Mi odisea con los tratamientos faciales

Cuando echo la vista atrás a mi adolescencia y principios de los veinte, no puedo evitar sonreír y, a veces, un poco de vergüenza ajena, al recordar mi odisea con los tratamientos cara. No era solo una cuestión de vanidad; para mí, tener la piel «perfecta» se convirtió en una especie de obsesión, impulsada por las revistas, la publicidad y, por supuesto, la presión social de querer encajar.

Todo empezó con el acné. Aquellos granitos rebeldes parecían tener vida propia y decidieron acampar en mi cara justo cuando más insegura me sentía. Mi primera línea de defensa fueron las cremas de farmacia, con sus promesas de milagros nocturnos. Pasé por todas las marcas habidas y por haber, sintiendo mi piel seca, tirante, y con la esperanza de ver un cambio radical cada mañana. Recuerdo el olor peculiar de algunas de ellas y la frustración cuando el espejo seguía mostrándome lo mismo.

Luego vino la fase de los remedios caseros.
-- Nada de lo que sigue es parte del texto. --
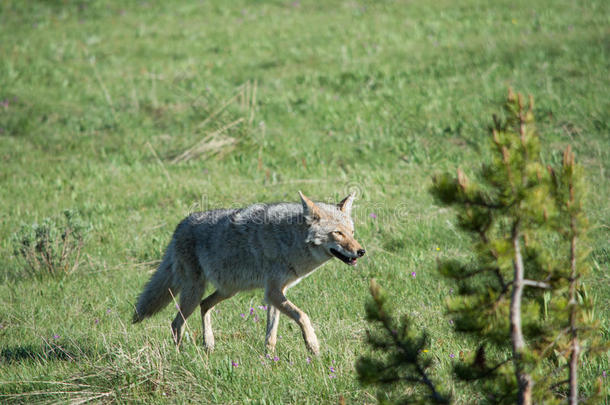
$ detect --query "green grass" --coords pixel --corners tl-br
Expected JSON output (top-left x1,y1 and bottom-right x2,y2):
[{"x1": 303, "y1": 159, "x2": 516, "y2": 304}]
[{"x1": 0, "y1": 0, "x2": 610, "y2": 404}]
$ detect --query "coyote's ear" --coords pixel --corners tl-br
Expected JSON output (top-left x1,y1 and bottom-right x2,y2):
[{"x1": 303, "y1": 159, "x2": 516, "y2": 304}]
[
  {"x1": 299, "y1": 191, "x2": 321, "y2": 220},
  {"x1": 337, "y1": 193, "x2": 356, "y2": 216}
]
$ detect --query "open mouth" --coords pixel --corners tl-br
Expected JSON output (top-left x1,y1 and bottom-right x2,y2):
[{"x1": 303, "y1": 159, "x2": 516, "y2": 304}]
[{"x1": 330, "y1": 248, "x2": 357, "y2": 266}]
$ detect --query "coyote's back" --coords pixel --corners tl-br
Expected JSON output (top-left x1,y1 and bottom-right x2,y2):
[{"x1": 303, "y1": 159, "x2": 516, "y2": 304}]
[{"x1": 133, "y1": 190, "x2": 364, "y2": 353}]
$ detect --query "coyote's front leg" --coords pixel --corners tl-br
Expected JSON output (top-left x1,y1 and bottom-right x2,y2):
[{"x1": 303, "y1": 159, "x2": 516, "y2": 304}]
[
  {"x1": 265, "y1": 303, "x2": 280, "y2": 353},
  {"x1": 266, "y1": 287, "x2": 320, "y2": 356}
]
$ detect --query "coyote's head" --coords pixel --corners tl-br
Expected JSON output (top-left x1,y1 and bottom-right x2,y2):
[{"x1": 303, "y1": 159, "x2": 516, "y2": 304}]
[{"x1": 299, "y1": 191, "x2": 365, "y2": 266}]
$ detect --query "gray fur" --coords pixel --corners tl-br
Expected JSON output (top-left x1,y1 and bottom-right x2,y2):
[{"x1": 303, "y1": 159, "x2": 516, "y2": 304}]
[{"x1": 133, "y1": 196, "x2": 364, "y2": 353}]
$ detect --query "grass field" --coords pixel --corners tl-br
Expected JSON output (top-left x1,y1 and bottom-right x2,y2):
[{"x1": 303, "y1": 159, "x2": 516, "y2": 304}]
[{"x1": 0, "y1": 0, "x2": 610, "y2": 404}]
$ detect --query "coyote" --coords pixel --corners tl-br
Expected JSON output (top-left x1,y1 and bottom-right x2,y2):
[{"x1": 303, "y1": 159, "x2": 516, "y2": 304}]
[{"x1": 133, "y1": 191, "x2": 365, "y2": 355}]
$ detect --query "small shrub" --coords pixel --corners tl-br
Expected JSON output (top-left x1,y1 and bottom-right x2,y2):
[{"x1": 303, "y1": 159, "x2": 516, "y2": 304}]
[{"x1": 12, "y1": 210, "x2": 91, "y2": 277}]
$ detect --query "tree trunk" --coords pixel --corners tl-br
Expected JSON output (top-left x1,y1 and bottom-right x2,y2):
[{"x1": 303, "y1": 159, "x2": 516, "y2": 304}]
[
  {"x1": 568, "y1": 216, "x2": 580, "y2": 405},
  {"x1": 510, "y1": 224, "x2": 534, "y2": 405}
]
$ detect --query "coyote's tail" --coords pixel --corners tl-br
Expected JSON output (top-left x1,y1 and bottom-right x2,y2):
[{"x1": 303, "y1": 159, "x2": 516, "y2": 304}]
[{"x1": 132, "y1": 241, "x2": 180, "y2": 323}]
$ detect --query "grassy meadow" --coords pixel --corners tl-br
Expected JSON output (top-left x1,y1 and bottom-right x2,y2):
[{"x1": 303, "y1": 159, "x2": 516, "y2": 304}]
[{"x1": 0, "y1": 0, "x2": 610, "y2": 404}]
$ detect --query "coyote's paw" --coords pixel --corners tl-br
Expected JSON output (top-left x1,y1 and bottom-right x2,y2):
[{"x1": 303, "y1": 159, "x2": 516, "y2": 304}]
[{"x1": 305, "y1": 340, "x2": 320, "y2": 356}]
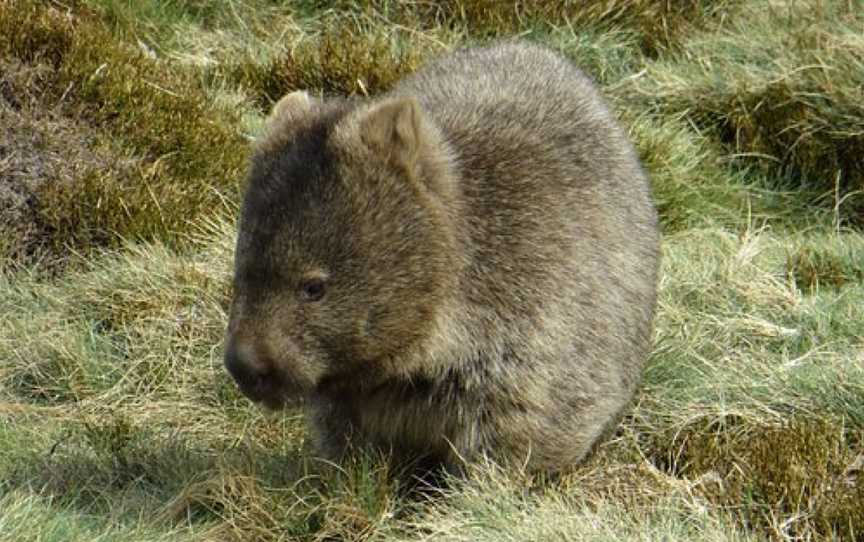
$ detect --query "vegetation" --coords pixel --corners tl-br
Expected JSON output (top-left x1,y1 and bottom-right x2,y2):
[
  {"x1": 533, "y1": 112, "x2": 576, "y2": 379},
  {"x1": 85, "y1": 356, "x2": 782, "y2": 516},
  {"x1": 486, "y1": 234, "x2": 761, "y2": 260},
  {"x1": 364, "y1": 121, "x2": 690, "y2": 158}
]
[{"x1": 0, "y1": 0, "x2": 864, "y2": 541}]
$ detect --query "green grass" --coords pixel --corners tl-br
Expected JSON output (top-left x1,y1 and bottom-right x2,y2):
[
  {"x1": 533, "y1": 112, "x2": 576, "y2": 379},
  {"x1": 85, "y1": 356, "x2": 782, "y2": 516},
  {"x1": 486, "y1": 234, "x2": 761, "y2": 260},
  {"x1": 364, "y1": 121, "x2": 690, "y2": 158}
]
[{"x1": 0, "y1": 0, "x2": 864, "y2": 542}]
Mi abuela, con toda su buena intención, me sugirió mascarillas de miel y limón, de pepino, de yogur… La cocina se convirtió en mi laboratorio de belleza. Me untaba la cara con cualquier cosa que prometiera «limpiar y purificar», y aunque a veces sentía la piel más suave, el problema persistía. Mis amigas y yo compartíamos nuestros descubrimientos, intercambiando recetas y anécdotas de narices «despegadas» por tiras limpiadoras o de caras rojas como tomates por exfoliantes demasiado agresivos.

La cosa se puso más seria cuando mi madre me llevó al dermatólogo. Ahí llegó la artillería pesada: medicación oral, tratamientos tópicos con nombres complicados y, sí, las temidas limpiezas faciales profesionales. Recuerdo la primera vez que me sometí a una; entre el vapor y las extracciones, sentía que me estaban despojando de una capa de piel. Salía con la cara roja y brillante, esperando que, por fin, todo valiese la pena.
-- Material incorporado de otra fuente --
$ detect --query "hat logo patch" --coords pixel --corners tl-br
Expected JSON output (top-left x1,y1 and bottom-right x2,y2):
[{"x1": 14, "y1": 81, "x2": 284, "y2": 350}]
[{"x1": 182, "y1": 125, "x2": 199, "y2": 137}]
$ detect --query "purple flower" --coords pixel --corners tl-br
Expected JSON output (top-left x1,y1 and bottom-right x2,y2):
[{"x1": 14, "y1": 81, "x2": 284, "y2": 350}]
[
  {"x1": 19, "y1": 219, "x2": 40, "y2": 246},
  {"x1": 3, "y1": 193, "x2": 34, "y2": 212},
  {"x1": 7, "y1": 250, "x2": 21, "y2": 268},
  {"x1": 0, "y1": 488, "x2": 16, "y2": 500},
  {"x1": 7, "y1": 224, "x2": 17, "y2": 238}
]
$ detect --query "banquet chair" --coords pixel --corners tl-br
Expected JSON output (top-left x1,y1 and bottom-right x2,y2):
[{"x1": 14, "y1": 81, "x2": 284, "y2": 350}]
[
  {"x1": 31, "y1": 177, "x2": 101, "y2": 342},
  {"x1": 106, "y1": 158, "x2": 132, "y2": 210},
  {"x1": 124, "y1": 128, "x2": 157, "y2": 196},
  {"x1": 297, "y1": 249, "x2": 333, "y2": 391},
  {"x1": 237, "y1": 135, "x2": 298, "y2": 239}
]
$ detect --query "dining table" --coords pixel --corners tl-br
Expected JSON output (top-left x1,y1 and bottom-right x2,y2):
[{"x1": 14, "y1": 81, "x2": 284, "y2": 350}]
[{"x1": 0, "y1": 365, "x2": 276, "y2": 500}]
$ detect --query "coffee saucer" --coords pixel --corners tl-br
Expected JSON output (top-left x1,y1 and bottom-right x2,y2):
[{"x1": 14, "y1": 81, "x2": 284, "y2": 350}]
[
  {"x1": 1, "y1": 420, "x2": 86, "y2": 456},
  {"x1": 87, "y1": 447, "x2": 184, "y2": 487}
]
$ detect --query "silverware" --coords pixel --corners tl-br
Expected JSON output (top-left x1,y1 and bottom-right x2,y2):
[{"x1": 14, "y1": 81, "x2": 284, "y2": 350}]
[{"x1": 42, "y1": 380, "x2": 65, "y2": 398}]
Con el tiempo, el acné fue remitiendo, pero mi búsqueda de la «piel ideal» no. Pasé a preocuparme por los poros, por la luminosidad, por las pequeñas imperfecciones. Probé los sérums, los tónicos coreanos de mil pasos, los rodillos de jade, y hasta algunas terapias con luces LED en casa. Cada nuevo producto era una promesa, un rayo de esperanza en mi búsqueda de esa piel de porcelana que veía en las redes sociales.

Hoy, miro atrás y me doy cuenta de lo mucho que me preocupaba por algo que, en la gran escala de la vida, era relativamente insignificante. Aprendí, no sin antes gastar una pequeña fortuna y someterme a alguna que otra incomodidad, que la piel es un reflejo de muchas cosas: la alimentación, el estrés, el descanso. Y lo más importante, aprendí a aceptarme. Aunque sigo cuidando mi piel, ahora lo hago desde un lugar de respeto y no de obsesión. Mi odisea con los tratamientos faciales me enseñó, a mi manera, una valiosa lección de autoaceptación.